Descendo a Rua de Belomonte em direcção à Rua de Ferreira Borges e à Praça do Infante, penetramos no coração financeiro da cidade, verdadeiramente a “baixa” do Porto, desde logo ao encontro do Instituto do Vinho do Porto. Aqui se condensam séculos de história em torno do cultivo da vinha em Portugal e, mais recentemente, desse produto-chave da economia nacional que é o próprio Vinho do Porto. A par com o da emblemática Dona Antónia Adelaide Ferreira, mais conhecida por Ferreirinha, aqui se fundem nomes como os de Cockburn ou Warre, Symington ou Croft, Delaforce ou Forrester, Sandeman ou Warre, verdadeiras instituições no comércio do Vinho do Porto, que persistem com invejável pujança no território negocial e que são símbolos inequívocos da portugalidade no mundo. O Palácio da Bolsa serve de pretexto para evocar alianças comerciais seculares com o Reino Unido e lembrar o início duma nova dinastia em Portugal com D. João I e a sua união a Dona Filipa de Lencastre, precisamente uma britânica. A visita viria a terminar na antiga Rua Nova dos Ingleses, junto à Feitoria Inglesa, a única Factory House das muitas que existiram em todo o mundo que sobreviveu até aos nossos dias. Sem ser possível visitar o interior do edifício, o Professor César Santos Silva deixou-nos a evocação dos Wednesday Lunches, da galeria de retratos ou da monumental cozinha, situada no último andar e que conserva ainda todo o equipamento original e a baixela primitiva.

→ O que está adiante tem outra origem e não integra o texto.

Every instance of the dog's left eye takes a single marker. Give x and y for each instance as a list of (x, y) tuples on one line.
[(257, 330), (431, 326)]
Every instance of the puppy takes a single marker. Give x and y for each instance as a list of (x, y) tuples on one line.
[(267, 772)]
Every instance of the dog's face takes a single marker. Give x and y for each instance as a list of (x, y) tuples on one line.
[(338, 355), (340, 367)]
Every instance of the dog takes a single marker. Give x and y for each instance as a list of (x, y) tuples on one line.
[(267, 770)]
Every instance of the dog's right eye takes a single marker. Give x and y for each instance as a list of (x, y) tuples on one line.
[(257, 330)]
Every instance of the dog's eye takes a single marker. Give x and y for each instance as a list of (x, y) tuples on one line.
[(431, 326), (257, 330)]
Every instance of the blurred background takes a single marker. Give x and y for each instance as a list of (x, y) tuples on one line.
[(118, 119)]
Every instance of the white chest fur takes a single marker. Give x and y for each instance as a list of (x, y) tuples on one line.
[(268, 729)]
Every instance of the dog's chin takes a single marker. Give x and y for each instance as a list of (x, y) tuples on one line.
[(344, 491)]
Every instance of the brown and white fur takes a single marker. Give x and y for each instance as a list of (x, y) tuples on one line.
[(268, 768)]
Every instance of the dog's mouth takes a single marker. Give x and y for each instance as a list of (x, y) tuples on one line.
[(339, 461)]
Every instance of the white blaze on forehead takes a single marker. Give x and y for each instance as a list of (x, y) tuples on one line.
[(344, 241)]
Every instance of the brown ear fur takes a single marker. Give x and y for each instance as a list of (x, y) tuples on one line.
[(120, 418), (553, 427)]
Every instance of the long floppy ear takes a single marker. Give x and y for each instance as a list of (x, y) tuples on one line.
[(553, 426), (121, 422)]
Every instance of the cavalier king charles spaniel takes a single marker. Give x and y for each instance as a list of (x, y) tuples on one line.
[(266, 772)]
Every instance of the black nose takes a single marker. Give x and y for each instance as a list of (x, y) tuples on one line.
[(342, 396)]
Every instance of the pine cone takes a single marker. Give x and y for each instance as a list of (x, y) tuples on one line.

As marcas dos britânicos no Porto não se quedam por aqui mas isso, obviamente, representa uma das facetas mais interessantes deste tipo de iniciativas, convidando à pesquisa e à descoberta a título individual. Entre os muitos aspectos por explorar, ficam algumas sugestões: Os primeiros taxis que circularam na cidade eram similares aos taxis londrinos; o serviço telefónico português cuja concessão foi entregue em 1887 à Anglo-Portuguese Telephone, exercendo a sua actividade em Portugal ao longo de setenta anos e que nos deixou a título de herança as típicas cabinas telefónicas que ainda se podem encontrar na cidade; as empresas têxteis como a William Graham ou a Coats & Clark; o Oporto Cricket & Lawn Tennis Club, fundado em 1855, o mais antigo clube da cidade; a Oporto British School, prestes a completar 125 anos de vida e que foi, no continente europeu, a primeira escola oficial inglesa; o Hospital dos Ingleses, encerrado graças às políticas do Estado Novo; também o Futebol e o grande emblema da cidade, fundado em 28 de Setembro de 1893 por António Nicolau de Almeida, um comerciante de Vinho do Porto, e que recebeu o nome de baptismo de Foot-Ball Club do Porto. Ficam as dicas e fica a promessa de nova Visita Guiada para a tarde de 26 de Janeiro, a assinalar o primeiro aniversário do Núcleo Museológico da Confraria. A não perder!


* Antes da implantação da República, chamava-se “Campo Pequeno” (ou “Piqueno”, seguindo a grafia da época) ao actual Largo da Maternidade de Julio Dinis, da mesma forma que o Campo 24 de Agosto era o Campo Grande, um trecho da Rua do Bonjardim se designava Bairro Alto e a Rua da Prata correspondia a uma parte da actual Rua do Bonfim.